By Ralph Echtinaw
Pontoon boats have been the fastest growing segment of the boating industry over the last 10 years, and Apex Marine, located in the St. Louis industrial park, is reaping the benefits.
Originally known as Mellinger Boats, the company was sold in 2003 to Mark Dupuie, who changed the name and relocated to the industrial park in 2005. Since then Apex Marine has expanded four times. The latest is a $320,000, 6,000-square-foot space that will house $260,000 worth of powder coating equipment that will make pontoons more versatile and colorful. It brings the total square footage of Apex to 114,000.
Dupuie expects to hire ten people on account of the expansion, brining his total number of employees to 160.
A Central Michigan University graduate, Dupuie, 59, of Riverdale, worked for Playbuoy (now Avalon & Tahoe of Alma) in accounting, finance and sales before leaving to buy his own company.
Another expansion might be in the future for Apex, as Dupuie recently acquired Polar Kraft of Syracuse, Indiana, and may move production to the St. Louis facility. Polar Kraft makes 600 fishing boats a year and has 30 employees, Dupuie said.
Dupuie was at the city council meeting Tuesday to see a tax break on the addition approved unanimously. Property taxes on the $320,000 addition will be reduced by 50 percent for the next 12 years..
Although no sitting council member questioned the tax break, Councilman-elect Roger Collison, who will officially assume the position next month, took issue with it.
“With the tax assessment we have on residents would it be prudent to give tax exemptions to businesses during that time?” he said. “Nobody is more excited than me to have business and jobs in the city. I’m not trying to be negative about that. I probably wouldn’t even question it at all had there not been a tax assessment on residents.
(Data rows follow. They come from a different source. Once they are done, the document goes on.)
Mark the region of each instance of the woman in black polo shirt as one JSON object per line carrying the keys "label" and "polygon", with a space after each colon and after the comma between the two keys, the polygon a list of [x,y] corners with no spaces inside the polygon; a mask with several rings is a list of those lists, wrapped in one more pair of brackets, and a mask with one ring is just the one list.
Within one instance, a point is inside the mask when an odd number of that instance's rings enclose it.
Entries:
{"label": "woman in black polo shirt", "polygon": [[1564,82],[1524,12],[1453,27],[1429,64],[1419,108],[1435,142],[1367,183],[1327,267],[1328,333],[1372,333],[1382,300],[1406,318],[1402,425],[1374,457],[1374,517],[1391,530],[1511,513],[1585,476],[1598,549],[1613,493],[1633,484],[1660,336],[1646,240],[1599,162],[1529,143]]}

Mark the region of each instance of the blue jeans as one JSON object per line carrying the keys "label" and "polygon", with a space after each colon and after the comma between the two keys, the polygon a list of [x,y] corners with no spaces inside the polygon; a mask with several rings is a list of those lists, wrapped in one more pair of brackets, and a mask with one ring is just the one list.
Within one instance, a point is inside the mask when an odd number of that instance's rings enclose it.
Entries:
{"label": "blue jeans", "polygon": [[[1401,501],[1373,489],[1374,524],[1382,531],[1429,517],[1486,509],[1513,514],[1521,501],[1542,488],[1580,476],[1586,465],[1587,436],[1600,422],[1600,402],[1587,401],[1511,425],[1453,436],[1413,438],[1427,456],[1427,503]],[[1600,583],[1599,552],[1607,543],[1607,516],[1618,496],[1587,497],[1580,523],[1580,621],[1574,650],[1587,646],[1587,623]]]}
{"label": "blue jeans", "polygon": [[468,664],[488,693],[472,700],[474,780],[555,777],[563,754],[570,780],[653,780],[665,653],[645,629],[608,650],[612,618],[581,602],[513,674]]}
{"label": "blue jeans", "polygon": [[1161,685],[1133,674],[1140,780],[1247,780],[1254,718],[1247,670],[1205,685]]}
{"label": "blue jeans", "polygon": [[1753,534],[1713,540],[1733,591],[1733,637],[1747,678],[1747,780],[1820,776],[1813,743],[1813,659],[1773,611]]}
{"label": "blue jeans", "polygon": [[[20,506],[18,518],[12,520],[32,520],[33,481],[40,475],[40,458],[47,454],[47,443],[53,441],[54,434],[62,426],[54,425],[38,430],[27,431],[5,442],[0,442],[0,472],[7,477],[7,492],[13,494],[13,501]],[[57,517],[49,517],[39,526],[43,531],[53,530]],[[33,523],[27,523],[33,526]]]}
I guess I’m just saying, Can we afford it? Can we afford that exemption?”
Mayor Pro-tem Melissa Allen responded to Collison: “It is a tradeoff of bringing employment here. (Apex Marine) is a business that’s growing, and we want to encourage them to stay here. They’re still paying some tax revenue on their addition. And it’s just an overall positive. It’s part of our ability to encourage them and to be thankful that they’re here and doing a good job.”